Il selfie ovvero l’autoscatto che cambia etichetta

Claudia Marchetti

Il selfie ovvero l’autoscatto che cambia etichetta

Condividi su:

lunedì 16 Maggio 2016 - 17:40

Una nuova moda? Molti dicono così. Perché le innovazioni che “rompono” col passato sono sempre accolte in modo critico negativo? C’era una volta l’autoscatto: l’autore di una foto, se voleva essere ripreso nel gruppo doveva programmare nella macchina fotografica il timer e in un tempo velocissimo raggiungere gli altri per poter essere ripreso dallo scatto.
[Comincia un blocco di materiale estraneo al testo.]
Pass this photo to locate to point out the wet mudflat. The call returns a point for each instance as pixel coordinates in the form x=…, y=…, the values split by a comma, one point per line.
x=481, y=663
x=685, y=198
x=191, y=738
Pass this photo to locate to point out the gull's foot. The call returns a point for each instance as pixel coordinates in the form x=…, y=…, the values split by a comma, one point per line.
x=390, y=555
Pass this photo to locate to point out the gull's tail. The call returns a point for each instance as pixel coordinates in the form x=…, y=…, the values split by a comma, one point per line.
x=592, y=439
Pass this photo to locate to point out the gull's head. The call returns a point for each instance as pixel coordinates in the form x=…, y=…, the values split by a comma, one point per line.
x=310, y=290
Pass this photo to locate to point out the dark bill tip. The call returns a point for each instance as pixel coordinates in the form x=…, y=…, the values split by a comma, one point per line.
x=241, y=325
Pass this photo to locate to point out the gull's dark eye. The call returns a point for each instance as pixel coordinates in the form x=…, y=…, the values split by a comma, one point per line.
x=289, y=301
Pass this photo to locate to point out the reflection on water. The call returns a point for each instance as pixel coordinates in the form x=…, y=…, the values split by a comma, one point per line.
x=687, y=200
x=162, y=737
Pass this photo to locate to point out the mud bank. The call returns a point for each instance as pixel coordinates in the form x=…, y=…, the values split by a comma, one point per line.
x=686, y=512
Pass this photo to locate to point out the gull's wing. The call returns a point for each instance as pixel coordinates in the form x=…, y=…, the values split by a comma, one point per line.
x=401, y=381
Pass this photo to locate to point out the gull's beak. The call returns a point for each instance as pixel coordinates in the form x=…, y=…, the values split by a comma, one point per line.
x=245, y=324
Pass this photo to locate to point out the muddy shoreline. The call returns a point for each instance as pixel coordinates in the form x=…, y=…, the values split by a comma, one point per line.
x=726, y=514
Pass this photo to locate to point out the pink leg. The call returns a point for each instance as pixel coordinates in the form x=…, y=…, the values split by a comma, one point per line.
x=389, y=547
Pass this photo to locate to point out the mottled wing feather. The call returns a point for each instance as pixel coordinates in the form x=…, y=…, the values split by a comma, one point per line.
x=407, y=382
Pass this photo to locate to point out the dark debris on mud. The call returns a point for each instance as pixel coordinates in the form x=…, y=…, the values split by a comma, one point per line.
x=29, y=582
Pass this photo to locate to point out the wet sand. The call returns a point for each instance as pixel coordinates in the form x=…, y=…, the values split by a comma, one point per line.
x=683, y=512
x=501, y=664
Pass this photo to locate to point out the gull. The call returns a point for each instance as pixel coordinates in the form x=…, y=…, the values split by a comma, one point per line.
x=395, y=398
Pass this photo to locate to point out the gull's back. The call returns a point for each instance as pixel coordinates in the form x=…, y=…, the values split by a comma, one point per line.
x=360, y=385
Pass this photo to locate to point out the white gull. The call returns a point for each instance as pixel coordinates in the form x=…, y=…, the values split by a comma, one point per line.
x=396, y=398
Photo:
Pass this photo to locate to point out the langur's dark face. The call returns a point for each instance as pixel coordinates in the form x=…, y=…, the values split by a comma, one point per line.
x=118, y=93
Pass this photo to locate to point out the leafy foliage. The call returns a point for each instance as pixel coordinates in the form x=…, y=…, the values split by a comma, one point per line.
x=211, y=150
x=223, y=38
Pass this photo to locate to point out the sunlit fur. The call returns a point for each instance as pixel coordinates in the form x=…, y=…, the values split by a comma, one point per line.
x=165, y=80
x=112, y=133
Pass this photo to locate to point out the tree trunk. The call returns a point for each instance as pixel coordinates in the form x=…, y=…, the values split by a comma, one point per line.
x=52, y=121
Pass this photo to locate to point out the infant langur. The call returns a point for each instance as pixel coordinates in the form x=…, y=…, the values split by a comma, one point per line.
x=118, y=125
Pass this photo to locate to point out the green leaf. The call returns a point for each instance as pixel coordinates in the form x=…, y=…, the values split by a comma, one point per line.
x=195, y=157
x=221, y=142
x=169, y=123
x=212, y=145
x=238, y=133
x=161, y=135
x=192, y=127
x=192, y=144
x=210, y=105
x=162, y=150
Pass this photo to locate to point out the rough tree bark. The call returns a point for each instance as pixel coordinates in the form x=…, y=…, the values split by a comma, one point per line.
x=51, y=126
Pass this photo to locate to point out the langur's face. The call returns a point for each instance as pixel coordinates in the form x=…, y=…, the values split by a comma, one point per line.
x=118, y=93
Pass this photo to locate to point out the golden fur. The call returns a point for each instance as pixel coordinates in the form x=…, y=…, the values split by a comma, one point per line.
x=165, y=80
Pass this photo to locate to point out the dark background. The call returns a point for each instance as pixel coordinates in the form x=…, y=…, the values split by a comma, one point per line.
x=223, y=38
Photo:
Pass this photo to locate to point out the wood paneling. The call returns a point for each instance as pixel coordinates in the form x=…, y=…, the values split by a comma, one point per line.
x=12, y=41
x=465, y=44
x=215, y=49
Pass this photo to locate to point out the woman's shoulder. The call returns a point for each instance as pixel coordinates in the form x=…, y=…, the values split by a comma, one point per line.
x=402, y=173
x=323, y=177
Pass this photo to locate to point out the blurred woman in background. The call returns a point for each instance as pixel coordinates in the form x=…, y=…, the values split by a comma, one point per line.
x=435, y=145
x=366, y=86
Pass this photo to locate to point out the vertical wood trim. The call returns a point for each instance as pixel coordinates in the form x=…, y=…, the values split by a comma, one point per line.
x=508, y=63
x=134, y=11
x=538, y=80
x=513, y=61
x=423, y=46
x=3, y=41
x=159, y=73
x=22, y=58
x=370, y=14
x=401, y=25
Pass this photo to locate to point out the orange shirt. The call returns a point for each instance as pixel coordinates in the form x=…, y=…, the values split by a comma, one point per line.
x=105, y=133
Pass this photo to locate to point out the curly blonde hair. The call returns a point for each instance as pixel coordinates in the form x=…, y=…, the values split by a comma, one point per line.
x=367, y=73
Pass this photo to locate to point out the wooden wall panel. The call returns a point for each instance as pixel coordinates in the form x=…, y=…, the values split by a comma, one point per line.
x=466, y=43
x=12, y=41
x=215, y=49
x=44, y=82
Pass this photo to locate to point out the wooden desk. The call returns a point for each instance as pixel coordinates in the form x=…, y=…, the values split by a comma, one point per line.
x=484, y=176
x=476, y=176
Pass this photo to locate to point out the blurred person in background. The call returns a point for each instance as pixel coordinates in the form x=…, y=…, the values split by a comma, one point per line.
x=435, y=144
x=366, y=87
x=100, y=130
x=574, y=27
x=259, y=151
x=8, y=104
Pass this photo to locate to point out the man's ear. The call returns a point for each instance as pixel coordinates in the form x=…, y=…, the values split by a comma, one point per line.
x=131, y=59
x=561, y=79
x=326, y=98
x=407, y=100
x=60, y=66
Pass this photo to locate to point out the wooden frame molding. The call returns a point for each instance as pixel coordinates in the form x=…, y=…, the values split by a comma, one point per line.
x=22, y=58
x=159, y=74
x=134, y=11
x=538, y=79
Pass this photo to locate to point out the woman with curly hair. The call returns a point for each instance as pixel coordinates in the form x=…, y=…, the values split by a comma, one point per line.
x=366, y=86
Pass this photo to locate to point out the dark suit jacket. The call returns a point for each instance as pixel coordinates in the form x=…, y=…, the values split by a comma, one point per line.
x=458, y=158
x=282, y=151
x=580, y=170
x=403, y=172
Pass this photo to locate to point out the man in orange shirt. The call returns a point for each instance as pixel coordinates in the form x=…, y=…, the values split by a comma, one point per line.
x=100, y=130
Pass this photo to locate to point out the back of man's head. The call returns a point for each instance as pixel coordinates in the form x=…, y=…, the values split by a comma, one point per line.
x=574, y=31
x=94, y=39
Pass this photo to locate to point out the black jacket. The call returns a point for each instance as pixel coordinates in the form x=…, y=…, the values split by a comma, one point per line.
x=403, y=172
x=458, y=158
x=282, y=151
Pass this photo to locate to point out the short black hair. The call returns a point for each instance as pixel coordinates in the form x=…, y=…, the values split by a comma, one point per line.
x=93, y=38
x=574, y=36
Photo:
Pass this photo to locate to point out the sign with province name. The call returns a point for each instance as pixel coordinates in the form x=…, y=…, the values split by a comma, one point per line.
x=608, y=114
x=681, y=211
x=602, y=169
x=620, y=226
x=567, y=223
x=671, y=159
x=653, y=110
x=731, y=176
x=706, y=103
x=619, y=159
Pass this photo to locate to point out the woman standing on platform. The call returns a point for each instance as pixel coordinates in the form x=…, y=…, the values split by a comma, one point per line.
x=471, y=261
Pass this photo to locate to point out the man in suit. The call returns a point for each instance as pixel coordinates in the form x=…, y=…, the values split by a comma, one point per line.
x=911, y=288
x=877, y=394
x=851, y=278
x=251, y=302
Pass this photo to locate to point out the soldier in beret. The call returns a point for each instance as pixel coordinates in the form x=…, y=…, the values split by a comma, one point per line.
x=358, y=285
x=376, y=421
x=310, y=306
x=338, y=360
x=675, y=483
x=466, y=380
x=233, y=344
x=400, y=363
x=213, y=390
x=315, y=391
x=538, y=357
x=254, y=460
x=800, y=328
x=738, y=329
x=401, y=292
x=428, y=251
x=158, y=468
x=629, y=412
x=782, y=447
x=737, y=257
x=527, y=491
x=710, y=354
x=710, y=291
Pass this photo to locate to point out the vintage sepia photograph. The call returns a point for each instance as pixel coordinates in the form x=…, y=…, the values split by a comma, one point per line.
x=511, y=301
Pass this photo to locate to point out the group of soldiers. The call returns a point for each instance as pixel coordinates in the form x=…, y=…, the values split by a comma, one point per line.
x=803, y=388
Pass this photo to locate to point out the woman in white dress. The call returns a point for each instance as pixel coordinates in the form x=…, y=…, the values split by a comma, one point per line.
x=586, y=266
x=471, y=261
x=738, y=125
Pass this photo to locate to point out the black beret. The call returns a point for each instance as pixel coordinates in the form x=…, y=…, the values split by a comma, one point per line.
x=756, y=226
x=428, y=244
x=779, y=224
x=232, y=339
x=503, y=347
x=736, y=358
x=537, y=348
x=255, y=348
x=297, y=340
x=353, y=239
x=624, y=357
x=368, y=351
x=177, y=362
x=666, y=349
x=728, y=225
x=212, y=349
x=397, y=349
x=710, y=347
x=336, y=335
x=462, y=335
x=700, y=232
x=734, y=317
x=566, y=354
L’evoluzione delle tecnologie digitali ha recentemente creato il “selfie” parola derivata dall’inglese che indica un autoscatto generato da una fotocamera digitale, uno smartphone, un tablet o una webcam puntati verso sé, da soli o con altri. Il termine è stato definito dall’Oxford English Dictionary nel 2013, che lo ha considerato anche “parola dell’anno” e solo nel 2014 il vocabolario Zingarelli ha preso atto dell’ingresso del vocabolo nella lingua italiana. Lo scopo di chi effettua il selfie è condividere la foto sui social network, questo tipo di scatto che risulta comodo, semplice e veloce, non prevede necessariamente una cura dello sfondo ed è quindi assente l’intento artistico, escludendo di fatto la natura del tradizionale autoscatto amatoriale.

L’abitudine di ricorrere al selfie è aumentata, e gli utenti non si trovano solo fra i più giovani, ma appartengono a tutte le età. Ormai è diventato uno strumento di comunicazione in una società dell’immagine: con il selfie ci si pone al centro del colloquio continuo e aperto che da anni viene costruito sui web sociali. Ma il selfie è soltanto questo? Ovvero è uno dei figli del cambiamento del nostro modo di comunicare? Negli ultimi anni si scrive sempre meno e si comunica sempre più attraverso immagini o filmati, nei quali la parola scritta serve solo per dare un titolo e non viene più usata per esprimere sentimenti concetti idee, insomma si affida tutto all’immagine. La comunicazione piuttosto che raccontare dei propri sentimenti sembra che sia diventata solo una cronaca di ciò che succede lasciando al destinatario il compito di valutare. Non si comunica di se stessi ma delle situazioni, degli avvenimenti, dei fatti. E se anche il selfie può essere considerato da alcuni un “narcisismo” credo che sia legato più ad un bisogno di attenzione e una voglia di contatto, infatti il destinatario non è se stesso, ma è costituito dagli altri e dalla chat che si attiva al momento della pubblicazione in rete, insomma è un offrire se stessi agli altri e perché no anche accoglierli nella reciprocità della condivisione.